Hollandaise sauce...  http://cowgirlscountry.blogspot.com/2007/12/making-hollandaise-sauce.html  







Thanks for looking!

/ message  sig


----------



## scarbelly (Jun 22, 2011)

Oh Dang it. That looks amazing. It is only 6AM here and you already have me licking the screen and drooling on the keyboard.


----------



## cowgirl (Jun 22, 2011)

Scarbelly said:


> Oh Dang it. That looks amazing. It is only 6AM here and you already have me licking the screen and drooling on the keyboard.


Thanks Friend.


----------



## scarbelly (Jun 22, 2011)

cowgirl said:


> Thanks Friend.


Just checked the map and it is  only 23 hours from here  to there. Hmmmm LOL


----------



## cycletrash (Jun 22, 2011)

Now i am so hungary.... nice job


----------



## cowgirl (Jun 22, 2011)

Scarbelly said:


> Just checked the map and it is  only 23 hours from here  to there. Hmmmm LOL


hahaha... I'll save a plate full for ya!!


----------



## cowgirl (Jun 22, 2011)

cycletrash said:


> Now i am so hungary.... nice job


Thank you Cycletrash!!


----------



## realtorterry (Jun 22, 2011)




----------



## SmokinAl (Jun 22, 2011)

Looks delicious! The fattie piston is way cool!


----------



## cowgirl (Jun 22, 2011)

Thanks Terry and Al!!

The piston is easy to put together and kinda fun to use.


----------



## meateater (Jun 22, 2011)

Road trip to Cowgirls place, who's in?


----------



## cowgirl (Jun 22, 2011)

meateater said:


> Road trip to Cowgirls place, who's in?


lol Bring beer and lawn chairs!!


----------



## michael ark (Jun 22, 2011)




----------



## venture (Jun 22, 2011)

A fattie piston?  If it isn't Alton Brown or Nepas, it must be cowgirl!

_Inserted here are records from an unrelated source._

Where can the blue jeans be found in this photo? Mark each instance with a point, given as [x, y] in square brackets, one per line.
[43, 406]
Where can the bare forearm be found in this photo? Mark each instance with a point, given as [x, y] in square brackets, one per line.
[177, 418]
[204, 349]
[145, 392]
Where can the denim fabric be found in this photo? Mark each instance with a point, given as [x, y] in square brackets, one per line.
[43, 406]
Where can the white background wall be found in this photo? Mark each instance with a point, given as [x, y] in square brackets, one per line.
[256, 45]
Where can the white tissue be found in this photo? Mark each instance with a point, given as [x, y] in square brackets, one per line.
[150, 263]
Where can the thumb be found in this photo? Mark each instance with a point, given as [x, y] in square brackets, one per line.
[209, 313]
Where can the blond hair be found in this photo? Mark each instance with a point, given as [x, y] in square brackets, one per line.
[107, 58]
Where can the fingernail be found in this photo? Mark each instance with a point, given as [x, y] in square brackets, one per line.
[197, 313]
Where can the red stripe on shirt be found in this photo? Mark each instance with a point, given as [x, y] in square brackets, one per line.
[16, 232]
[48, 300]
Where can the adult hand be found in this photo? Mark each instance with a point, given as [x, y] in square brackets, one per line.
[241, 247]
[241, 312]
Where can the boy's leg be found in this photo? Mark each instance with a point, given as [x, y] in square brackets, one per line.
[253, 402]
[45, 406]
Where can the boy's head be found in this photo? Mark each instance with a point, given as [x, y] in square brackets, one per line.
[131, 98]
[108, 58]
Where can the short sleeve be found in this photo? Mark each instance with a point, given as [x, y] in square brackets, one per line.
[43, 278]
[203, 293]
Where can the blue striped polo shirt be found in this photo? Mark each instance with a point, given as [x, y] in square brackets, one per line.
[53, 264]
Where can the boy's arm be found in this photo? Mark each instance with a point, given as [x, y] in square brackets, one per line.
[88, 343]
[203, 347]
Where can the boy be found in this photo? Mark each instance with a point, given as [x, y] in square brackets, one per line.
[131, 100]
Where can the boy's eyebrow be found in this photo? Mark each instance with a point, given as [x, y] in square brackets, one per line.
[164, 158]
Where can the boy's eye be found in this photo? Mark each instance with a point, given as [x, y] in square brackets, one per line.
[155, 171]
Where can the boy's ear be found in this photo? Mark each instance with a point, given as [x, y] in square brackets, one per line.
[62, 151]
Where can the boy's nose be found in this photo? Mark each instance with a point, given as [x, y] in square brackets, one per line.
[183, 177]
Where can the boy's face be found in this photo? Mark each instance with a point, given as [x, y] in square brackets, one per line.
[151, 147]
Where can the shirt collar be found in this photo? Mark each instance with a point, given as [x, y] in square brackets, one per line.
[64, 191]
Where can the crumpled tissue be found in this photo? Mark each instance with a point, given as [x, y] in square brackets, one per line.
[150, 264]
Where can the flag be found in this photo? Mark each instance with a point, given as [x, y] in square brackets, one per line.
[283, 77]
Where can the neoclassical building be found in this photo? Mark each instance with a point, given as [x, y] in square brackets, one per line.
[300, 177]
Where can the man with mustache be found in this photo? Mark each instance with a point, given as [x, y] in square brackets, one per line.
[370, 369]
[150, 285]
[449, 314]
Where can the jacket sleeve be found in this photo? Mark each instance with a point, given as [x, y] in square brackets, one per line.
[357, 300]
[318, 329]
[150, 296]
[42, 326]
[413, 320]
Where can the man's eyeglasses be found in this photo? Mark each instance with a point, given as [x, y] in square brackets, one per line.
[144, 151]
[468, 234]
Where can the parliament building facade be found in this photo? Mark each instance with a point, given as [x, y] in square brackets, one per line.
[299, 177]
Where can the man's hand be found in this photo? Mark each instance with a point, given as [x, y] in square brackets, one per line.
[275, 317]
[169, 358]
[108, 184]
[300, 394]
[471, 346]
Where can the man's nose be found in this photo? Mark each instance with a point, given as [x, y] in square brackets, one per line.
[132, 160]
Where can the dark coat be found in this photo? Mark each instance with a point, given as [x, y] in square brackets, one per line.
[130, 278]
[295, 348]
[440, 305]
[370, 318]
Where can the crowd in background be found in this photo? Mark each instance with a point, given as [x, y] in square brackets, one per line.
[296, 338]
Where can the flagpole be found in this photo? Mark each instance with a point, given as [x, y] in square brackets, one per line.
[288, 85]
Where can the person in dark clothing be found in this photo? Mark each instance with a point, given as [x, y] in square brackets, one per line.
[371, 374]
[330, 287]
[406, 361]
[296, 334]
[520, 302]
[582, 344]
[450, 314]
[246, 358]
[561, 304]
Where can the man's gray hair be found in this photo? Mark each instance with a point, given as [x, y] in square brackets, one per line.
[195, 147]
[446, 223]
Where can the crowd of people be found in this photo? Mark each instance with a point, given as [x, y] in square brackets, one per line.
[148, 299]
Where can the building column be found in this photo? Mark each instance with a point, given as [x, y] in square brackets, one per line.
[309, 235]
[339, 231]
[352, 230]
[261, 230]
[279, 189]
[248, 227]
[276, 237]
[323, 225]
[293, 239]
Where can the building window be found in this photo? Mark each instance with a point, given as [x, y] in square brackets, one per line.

Beautiful fattie.  Excellent touch with the Hollandaise. Cookbook pics as always.

Good luck and good smoking.


----------



## darkmoondreamer (Jun 22, 2011)

I love it! I found cowgirl's blog on the web and made myself a fattie piston per her instructions. Wouldn't do it any other way now!


----------



## big twig (Jun 22, 2011)

WOW! That looks amazing...breakfast fatty eggs benedict. I love eggs benedict and now I must try it with a fatty. Thank you for sharing this masterpiece.... and the pictures....WOW!


----------



## rp ribking (Jun 22, 2011)

Your a Pro at fattie makin'. Looks delish, thanks for the piston info.


----------



## fpnmf (Jun 22, 2011)

As always a great cook and wonderful pics!!

  You rock!!

   Craig


----------



## czarcastic (Jun 22, 2011)

I really gotta compliment your picture-taking and plating (presentation).  Not only do your descriptions SOUND delicious, but your photos are always top-notch, making your posts so enjoyable to read.  

Great job (once again!)


----------



## fpnmf (Jun 22, 2011)

Czarcastic said:


> I really gotta compliment your picture-taking and plating (presentation).  Not only do your descriptions SOUND delicious, but your photos are always top-notch, making your posts so enjoyable to read.
> 
> Great job (once again!)


You might want to visit her blog Czar...http://cowgirlscountry.blogspot.com/

    Craig


----------



## venture (Jun 22, 2011)

Yeah, we are so used to that from her that we just expect it now.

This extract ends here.